Sellos rusos emitidos en 1992, conmemorando el primer centanario del ballet "El Cascanueces". |
Huye
Leyna. Huye entre los grandes copos que caen sobre las solitarias callejuelas.
Huye porque la guerra la empuja.
Hierática,
bailaba. Veía los ojos negros de Sigfrido clavados en su rostro. Entre sus
manos, el cuerpo de Odette trémulo, ligero, volaba sobre la punta de las
zapatillas. De pronto, se escuchan disparos, oyen los gritos de horror de los
espectadores cuando aquellos hombres entran en el teatro. Escondida entre
bambalinas, Leyna esperó hasta que pudo escapar.
Seguía
huyendo entre países en guerra, entre campos nevados, sin importarle que la
luna estuviera lejos, que el sol calentara poco. Escondidos entre sus ropas,
lleva las zapatillas de raso y cuatro sellos. Por el camino le envía una carta,
después otra y luego la tercera. El último lo guarda para poder decir dónde se
encuentra.
Así
llega hasta el fin del mundo. A un país abrazado por el mar. Una tierra en
donde las gentes, que le sonríen tranquilas, no saben que existe el baile sobre
las puntas de las zapatillas de raso. Un recóndito paraje en el que las nubes
derraman una fina lluvia sobre las cabezas de sus paisanos, cubiertas por
negros pañuelos; en el que las almas juegan con las sombras de la noche y la
luz del amanecer; en el que la gente muere y renace rodeada de misterios. Cuando
llega a la playa se detiene asombrada ante la inmensidad del mar. Siente mucho
frío. Al final del arenal, en la cima del acantilado, ve una luz. Atraviesa los
prados hasta llegar a una casa de piedra. Golpea la madera de la puerta. Un
viejo le abre. Después de mirarla, le señala la cuadra. Solo por una noche,
dice agradecida. El anciano, sin entender sus palabras, le sonríe. Entra en el
establo y arrullada por el mugir de las vacas, Leyna se queda dormida.
El
viejo está ordeñando a los animales cuando se despierta. Al verla incorporarse,
se le acerca con una jarra de espumeante leche. La joven bebe el cálido líquido
agradecida. La callosa mano del anciano le muestra un rastrillo y el modo de
ahuecar la paja. Ya es medio día, cuando el hombre vuelve a la cuadra y le
ofrece un plato de caldo. Poco a poco, la joven comienza a trabajar en la
casa.
Una
noche cuando abría la puerta para irse a dormir, el viejo le señala una
habitación vacía. Era la de mi hija, le parece entender. Dándole las gracias,
entra en ella. Las arrugas de la piel del hombre se alisaron en un remedo de
sonrisa.
Al
día siguiente, cuelga las zapatillas de raso a la cabecera de la cama. Después,
escribe una carta diciéndole dónde se encuentra. Saca el último sello y lo
pega en el sobre.
Pasaron
los días, las semanas y los meses; el verano y el otoño. Leyna, poco a poco,
perdía la esperanza.
El
día veinticuatro de diciembre el viejo le pide que lo acompañe a la Iglesia.

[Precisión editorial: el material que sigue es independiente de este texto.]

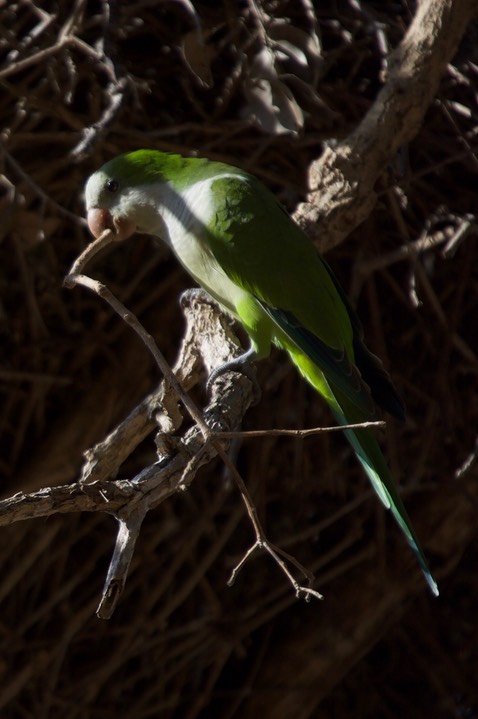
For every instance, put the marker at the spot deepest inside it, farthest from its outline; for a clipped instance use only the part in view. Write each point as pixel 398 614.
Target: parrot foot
pixel 238 364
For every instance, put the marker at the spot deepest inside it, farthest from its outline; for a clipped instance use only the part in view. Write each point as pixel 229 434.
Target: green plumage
pixel 235 239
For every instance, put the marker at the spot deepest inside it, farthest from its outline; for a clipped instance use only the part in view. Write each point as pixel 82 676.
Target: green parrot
pixel 236 240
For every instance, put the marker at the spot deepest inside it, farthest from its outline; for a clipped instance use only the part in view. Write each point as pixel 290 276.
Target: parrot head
pixel 120 195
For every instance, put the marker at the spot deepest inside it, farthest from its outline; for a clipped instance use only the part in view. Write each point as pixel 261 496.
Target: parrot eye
pixel 112 186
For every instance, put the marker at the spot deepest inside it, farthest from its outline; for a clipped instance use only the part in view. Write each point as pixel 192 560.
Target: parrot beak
pixel 100 220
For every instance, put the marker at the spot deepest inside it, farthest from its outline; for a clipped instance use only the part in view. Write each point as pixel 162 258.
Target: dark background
pixel 256 90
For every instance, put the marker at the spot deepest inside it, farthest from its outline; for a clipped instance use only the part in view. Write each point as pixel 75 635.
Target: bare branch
pixel 342 182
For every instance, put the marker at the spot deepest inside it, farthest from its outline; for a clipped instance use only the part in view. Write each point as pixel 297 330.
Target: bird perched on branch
pixel 235 239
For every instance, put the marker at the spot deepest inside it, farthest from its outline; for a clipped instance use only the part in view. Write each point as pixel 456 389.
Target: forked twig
pixel 132 514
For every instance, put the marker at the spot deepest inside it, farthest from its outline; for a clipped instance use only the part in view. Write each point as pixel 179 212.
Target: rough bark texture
pixel 250 84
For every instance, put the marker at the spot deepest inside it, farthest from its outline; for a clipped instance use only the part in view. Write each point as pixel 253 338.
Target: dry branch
pixel 182 646
pixel 343 181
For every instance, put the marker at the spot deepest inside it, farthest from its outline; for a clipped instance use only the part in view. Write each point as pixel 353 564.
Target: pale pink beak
pixel 100 220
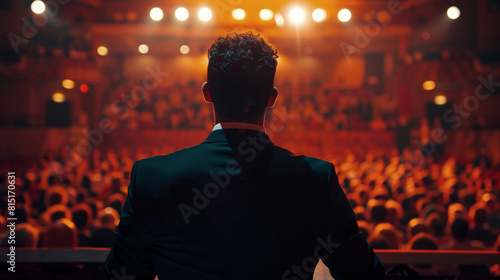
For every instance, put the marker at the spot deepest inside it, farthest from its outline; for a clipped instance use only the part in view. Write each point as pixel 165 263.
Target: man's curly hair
pixel 240 74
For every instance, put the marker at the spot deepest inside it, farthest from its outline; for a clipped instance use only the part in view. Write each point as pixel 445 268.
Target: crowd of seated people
pixel 182 106
pixel 399 203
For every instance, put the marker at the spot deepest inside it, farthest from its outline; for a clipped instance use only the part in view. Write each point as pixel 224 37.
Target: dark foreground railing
pixel 86 263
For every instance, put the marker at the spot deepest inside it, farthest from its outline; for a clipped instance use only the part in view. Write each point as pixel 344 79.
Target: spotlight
pixel 266 14
pixel 156 14
pixel 102 50
pixel 143 48
pixel 238 14
pixel 429 85
pixel 58 97
pixel 205 14
pixel 280 20
pixel 453 12
pixel 84 88
pixel 319 15
pixel 181 14
pixel 297 15
pixel 184 49
pixel 344 15
pixel 440 99
pixel 68 84
pixel 38 7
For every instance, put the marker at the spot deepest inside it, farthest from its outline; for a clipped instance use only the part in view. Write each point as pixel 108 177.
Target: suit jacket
pixel 237 207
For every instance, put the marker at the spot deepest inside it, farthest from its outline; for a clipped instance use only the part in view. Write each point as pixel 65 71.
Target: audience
pixel 434 205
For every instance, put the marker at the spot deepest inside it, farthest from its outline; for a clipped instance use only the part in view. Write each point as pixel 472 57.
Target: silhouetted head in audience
pixel 389 233
pixel 416 226
pixel 460 230
pixel 62 234
pixel 82 216
pixel 56 195
pixel 116 201
pixel 108 218
pixel 240 77
pixel 56 212
pixel 422 241
pixel 26 236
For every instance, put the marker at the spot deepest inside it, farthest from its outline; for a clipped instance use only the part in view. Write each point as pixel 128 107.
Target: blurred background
pixel 402 96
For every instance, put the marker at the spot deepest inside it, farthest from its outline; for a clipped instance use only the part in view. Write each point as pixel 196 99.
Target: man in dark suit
pixel 236 206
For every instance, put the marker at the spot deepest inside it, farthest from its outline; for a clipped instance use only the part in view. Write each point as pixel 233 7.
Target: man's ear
pixel 272 98
pixel 206 93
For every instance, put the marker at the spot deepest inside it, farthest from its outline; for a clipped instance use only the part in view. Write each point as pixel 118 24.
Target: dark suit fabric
pixel 237 207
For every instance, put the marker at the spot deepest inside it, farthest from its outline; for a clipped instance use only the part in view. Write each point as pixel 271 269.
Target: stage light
pixel 238 14
pixel 440 99
pixel 181 14
pixel 102 50
pixel 58 97
pixel 84 88
pixel 266 14
pixel 453 12
pixel 143 48
pixel 344 15
pixel 38 7
pixel 68 84
pixel 205 14
pixel 429 85
pixel 319 15
pixel 184 49
pixel 297 15
pixel 156 14
pixel 280 20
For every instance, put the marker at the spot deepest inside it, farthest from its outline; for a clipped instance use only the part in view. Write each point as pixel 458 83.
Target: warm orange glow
pixel 184 49
pixel 239 14
pixel 440 99
pixel 58 97
pixel 102 50
pixel 429 85
pixel 344 15
pixel 84 88
pixel 144 49
pixel 266 14
pixel 319 15
pixel 68 84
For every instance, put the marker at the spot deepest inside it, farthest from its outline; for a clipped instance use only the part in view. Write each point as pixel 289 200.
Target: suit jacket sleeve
pixel 128 256
pixel 349 257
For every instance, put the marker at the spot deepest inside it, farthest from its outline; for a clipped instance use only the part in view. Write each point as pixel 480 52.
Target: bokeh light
pixel 102 51
pixel 429 85
pixel 68 84
pixel 239 14
pixel 453 12
pixel 38 7
pixel 143 48
pixel 344 15
pixel 440 99
pixel 58 97
pixel 184 49
pixel 156 14
pixel 181 14
pixel 266 14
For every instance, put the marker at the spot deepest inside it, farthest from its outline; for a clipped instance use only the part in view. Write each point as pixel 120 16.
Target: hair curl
pixel 240 74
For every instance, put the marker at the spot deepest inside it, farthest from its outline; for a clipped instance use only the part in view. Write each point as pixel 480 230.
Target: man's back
pixel 238 207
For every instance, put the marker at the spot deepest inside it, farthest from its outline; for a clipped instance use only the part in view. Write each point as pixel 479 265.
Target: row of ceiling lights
pixel 296 15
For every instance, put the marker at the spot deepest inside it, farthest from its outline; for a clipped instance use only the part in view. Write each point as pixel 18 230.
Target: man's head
pixel 240 76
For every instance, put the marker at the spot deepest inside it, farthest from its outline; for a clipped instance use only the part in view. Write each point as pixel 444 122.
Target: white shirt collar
pixel 238 125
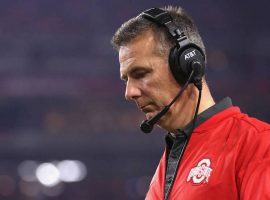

Nunca había entrado en aquel templo de helada piedra; no era como las capillas
de su tierra, iluminadas con multitud de velas, pintadas con imágenes de oro y
brillantes colores, nubes de incienso que perfumaban las naves, y popes
vestidos con valiosos ropajes. Delante del altar, cual centinelas, cuatro
cirios protegen un cesto lleno de paja desde donde le sonríe el Niño. Antes de
irse, murmurando su ruego, le besa los pies.
Al
no saber cómo preparan en la aldea la cena de Navidad, Leyna cocina la de su
lejana Rusia. Vino caliente con canela y doce platos de diferentes viandas, uno
por cada apóstol. Antes de irse a dormir, se calza las zapatillas de raso y
danza para él, acompañada de una música que sólo ella podía escuchar.
Por
la mañana la despertaron los villancicos de los niños. Abre la puerta y les da
polvorones de nuez. Los miraba marchar cuando escucha ruido en la cuadra. El
viejo estará ordeñando, piensa. Al dirigirse hacia allí lo ve salir camino de
la casa y al cruzarse con ella, despacio, el anciano le susurra.
—Ve
tú. Yo el habla de ese hombre, no la entiendo.